Monday, September 13, 2010

Posted on the ORTHOSuperSite September 3, 2010

Different hip muscles men and women use for soccer kicks affect ACL injury risk

Robert H. Brophy

Data have revealed that during the two most common soccer kicks, the instep and side-foot kicks, men activate different hip and leg muscles than women do, which may explain why women soccer players are more than twice as likely as men to suffer ACL injuries.

The data were obtained for a study published in the Journal of Bone and Joint Surgery. In it, Robert H. Brophy, MD, of Washington University School of Medicine in St. Louis, and colleagues analyzed the kicking motion in 13 male and 12 female college soccer players using special sensors and video cameras.
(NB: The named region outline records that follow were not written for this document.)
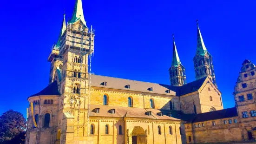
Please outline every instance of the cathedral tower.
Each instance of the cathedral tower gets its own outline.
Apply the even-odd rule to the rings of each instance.
[[[198,79],[208,76],[213,84],[217,85],[212,64],[212,57],[208,52],[204,45],[198,22],[197,25],[197,53],[193,59],[196,72],[196,79]]]
[[[174,34],[172,34],[173,45],[172,46],[172,61],[169,71],[171,85],[181,86],[186,84],[185,67],[181,65],[178,52],[174,41]]]

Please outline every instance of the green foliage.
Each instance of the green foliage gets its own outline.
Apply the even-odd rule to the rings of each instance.
[[[3,113],[0,116],[0,144],[10,144],[8,141],[12,139],[21,138],[18,137],[25,136],[22,133],[25,131],[26,124],[26,120],[20,112],[11,110]]]

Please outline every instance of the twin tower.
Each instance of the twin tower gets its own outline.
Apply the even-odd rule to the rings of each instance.
[[[215,74],[212,64],[212,57],[204,45],[197,23],[197,53],[194,57],[194,67],[197,80],[208,77],[217,86]],[[180,86],[187,84],[185,67],[182,65],[179,58],[174,37],[173,36],[172,61],[169,71],[171,85]]]

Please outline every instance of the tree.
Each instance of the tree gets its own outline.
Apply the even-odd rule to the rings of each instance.
[[[9,110],[0,116],[0,144],[22,135],[26,129],[26,120],[20,112]]]

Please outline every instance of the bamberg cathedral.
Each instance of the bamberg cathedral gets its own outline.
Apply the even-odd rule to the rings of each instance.
[[[66,25],[64,15],[48,58],[49,85],[27,98],[33,105],[28,108],[25,144],[219,144],[254,139],[256,67],[243,61],[233,93],[235,106],[223,109],[212,57],[198,25],[197,29],[195,81],[187,83],[174,39],[170,85],[94,75],[90,65],[94,30],[86,26],[82,0],[76,0]]]

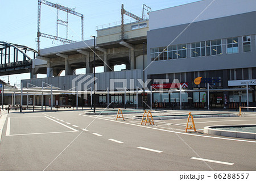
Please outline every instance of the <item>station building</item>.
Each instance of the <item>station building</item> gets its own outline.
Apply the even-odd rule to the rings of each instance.
[[[109,99],[119,106],[125,102],[142,106],[141,94],[138,96],[135,92],[142,88],[139,80],[143,78],[144,55],[146,85],[153,90],[147,102],[148,105],[153,102],[153,107],[179,107],[182,103],[185,108],[204,108],[208,102],[212,108],[236,108],[246,106],[247,100],[255,106],[255,17],[254,0],[203,0],[152,11],[148,19],[126,24],[125,39],[120,39],[120,26],[98,29],[96,64],[104,66],[104,72],[96,74],[97,91],[101,92],[96,104],[106,103],[110,80],[117,79],[114,91],[118,94],[109,95]],[[34,72],[47,74],[47,78],[22,82],[40,87],[44,82],[64,90],[93,87],[93,82],[85,78],[93,75],[92,40],[40,50]],[[120,64],[126,65],[125,70],[113,71],[113,66]],[[82,68],[86,74],[75,75],[76,69]],[[63,70],[65,75],[60,77]],[[117,87],[125,89],[118,92]],[[80,104],[90,104],[92,98],[87,94]],[[40,102],[40,96],[38,99]],[[55,102],[71,103],[55,99]]]

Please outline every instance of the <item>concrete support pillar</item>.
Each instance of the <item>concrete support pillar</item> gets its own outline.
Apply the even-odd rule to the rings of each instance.
[[[81,54],[84,54],[85,56],[85,62],[86,62],[86,73],[89,74],[92,73],[90,70],[90,54],[89,52],[82,50],[77,50],[77,52],[80,53]]]
[[[36,74],[35,74],[35,68],[30,69],[30,78],[36,78]]]
[[[65,75],[73,75],[75,74],[69,64],[68,55],[61,53],[57,53],[56,55],[65,59]]]
[[[53,75],[53,69],[50,67],[50,64],[47,63],[46,67],[46,76],[47,77],[51,77]]]
[[[89,74],[90,73],[90,59],[89,57],[86,57],[86,73]]]
[[[36,57],[38,59],[41,59],[43,60],[45,60],[47,62],[47,65],[46,66],[46,74],[47,74],[47,77],[52,77],[53,75],[53,68],[51,68],[51,62],[50,62],[50,60],[48,58],[46,58],[44,57],[41,57],[41,56],[37,56]],[[33,68],[33,69],[34,69]],[[33,71],[35,71],[35,70],[34,70]],[[35,76],[36,76],[36,75],[35,75]],[[36,78],[34,77],[34,78]]]
[[[102,48],[101,47],[96,47],[96,48],[98,50],[101,51],[101,52],[103,52],[103,61],[104,62],[104,72],[106,71],[110,71],[110,67],[109,66],[109,62],[107,60],[107,49],[105,48]],[[113,69],[112,69],[113,70]]]
[[[68,63],[68,59],[65,58],[65,75],[73,75],[74,73]]]
[[[130,69],[136,69],[136,62],[135,60],[135,56],[134,56],[134,45],[133,44],[129,44],[128,43],[126,43],[125,41],[121,41],[119,43],[120,45],[123,45],[125,47],[126,47],[127,48],[129,48],[130,51],[130,57],[131,57],[131,65],[130,65]],[[127,67],[127,66],[126,66]]]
This approach to studying lower extremity muscles provided new information that furthers the understanding of gender-based variations in athletes, particularly soccer players, according to an American Academy of Orthopaedic Surgeons press release.

“Programs focusing on strengthening and recruiting muscles around the hip may be an important part of programs designed to reduce a female athletes’ risk of ACL injury,” Brophy stated in the release.


The study found that male players more often than female players activated the hip flexors in their kicking leg and the hip abductors in their supporting leg. Based on the results, the men sometimes generated nearly four times as much hip flexor activation (123%) as the females (34%).

Additionally, the male athletes generated in their supporting leg more than twice the amount of gluteus medius activation (124%) compared to the women (55%). The researchers also determined that vastus medialis activation was 139% in men vs. 69% in women, according to the release.

“Activation of the hip abductors may help protect players against ACL injury,” Brophy stated. “Since females have less activation of the hip abductors, their hips tend to collapse into adduction during the kick, which can increase the load on the knee joint in the supporting leg, and potentially put it at greater risk.”

Brophy noted this research may help further the “understanding of what may contribute to differences in injury risk between the sexes and what steps we might take to offset this increased risk in females.”